The Federal Highway Administration earlier this month issued a final rule
that it says will expedite the delivery of certain highway projects by cutting red tape, while improving environmental outcomes under the National Environmental Policy Act process.
The new rule responds to President Obama's call for federal agencies to streamline and improve government services wherever possible and was required under the two-year MAP-21 surface transportation legislation enacted in mid-2012.
The rulemaking applies to projects built within an existing right-of-way where transportation already exists or projects that receive less than $5 million of federal funding. One complaint from infrastructure advocates has been that improvements to areas that already have existing infrastructure must go through a full-bore environmental impact analysis each time.
The new rule encourages project sponsors, and state and regional transportation authorities to build highway projects with fewer impacts so they can take advantage of the simpler process, which requires less documentation for qualified projects.
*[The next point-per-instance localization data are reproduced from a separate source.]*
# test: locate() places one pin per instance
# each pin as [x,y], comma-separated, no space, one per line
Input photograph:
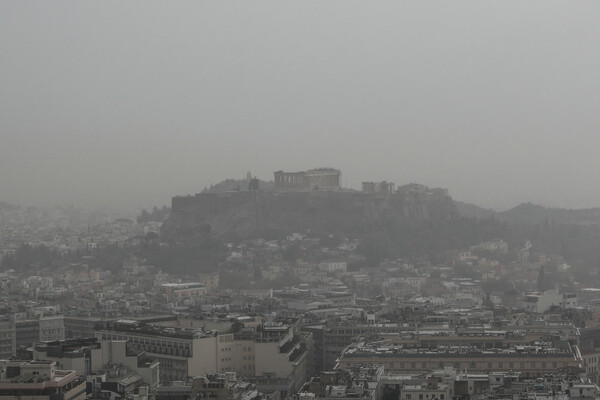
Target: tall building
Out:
[7,338]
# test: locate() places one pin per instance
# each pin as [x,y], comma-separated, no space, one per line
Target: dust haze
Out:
[124,104]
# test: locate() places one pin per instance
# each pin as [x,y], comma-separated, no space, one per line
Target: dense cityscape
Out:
[97,306]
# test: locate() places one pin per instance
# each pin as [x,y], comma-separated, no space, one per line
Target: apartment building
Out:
[40,380]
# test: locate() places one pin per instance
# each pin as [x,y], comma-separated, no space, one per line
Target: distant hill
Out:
[528,213]
[471,210]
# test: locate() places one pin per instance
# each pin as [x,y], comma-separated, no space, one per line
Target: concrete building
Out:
[181,291]
[532,361]
[540,302]
[90,356]
[40,380]
[7,339]
[378,187]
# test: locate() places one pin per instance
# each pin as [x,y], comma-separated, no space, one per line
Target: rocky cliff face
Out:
[239,215]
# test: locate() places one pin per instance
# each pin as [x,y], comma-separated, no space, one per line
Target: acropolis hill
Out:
[311,200]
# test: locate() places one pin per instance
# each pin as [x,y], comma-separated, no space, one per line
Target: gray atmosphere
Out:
[124,104]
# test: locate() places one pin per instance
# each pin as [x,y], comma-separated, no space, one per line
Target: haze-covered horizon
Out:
[123,105]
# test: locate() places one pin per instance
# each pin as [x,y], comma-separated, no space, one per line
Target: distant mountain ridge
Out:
[533,214]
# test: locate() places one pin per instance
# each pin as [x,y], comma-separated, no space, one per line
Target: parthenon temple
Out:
[314,179]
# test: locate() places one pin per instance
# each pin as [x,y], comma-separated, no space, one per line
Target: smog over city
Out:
[393,200]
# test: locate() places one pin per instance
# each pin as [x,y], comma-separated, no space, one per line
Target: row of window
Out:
[474,365]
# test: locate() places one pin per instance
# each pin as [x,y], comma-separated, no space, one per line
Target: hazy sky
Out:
[128,103]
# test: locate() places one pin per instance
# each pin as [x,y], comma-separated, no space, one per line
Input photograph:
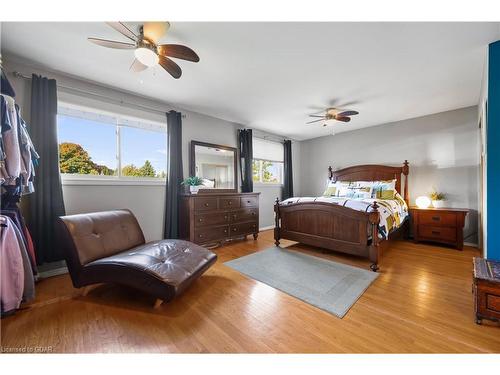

The new rule could trim more than a year off the environmental review process in some cases, the DOT said.
"Time is money, and by cutting the time it takes to manage environmental reviews, we can help save communities money that they can put toward critical transportation projects," Transportation Secretary Anthony Foxx said in a statement.
DOT officials explained that not all projects require the same rigorous environmental review process that is necessary for much larger projects.
The Federal Highway Administration has taken steps on its own to speed up the completion of highway construction projects. Last September, it launched "e-NEPA," an online collaboration tool which it expects to greatly reduce the time needed to complete the environmental review process for federally funded projects.
The new rules were jointly issued with the Federal Transit Administration.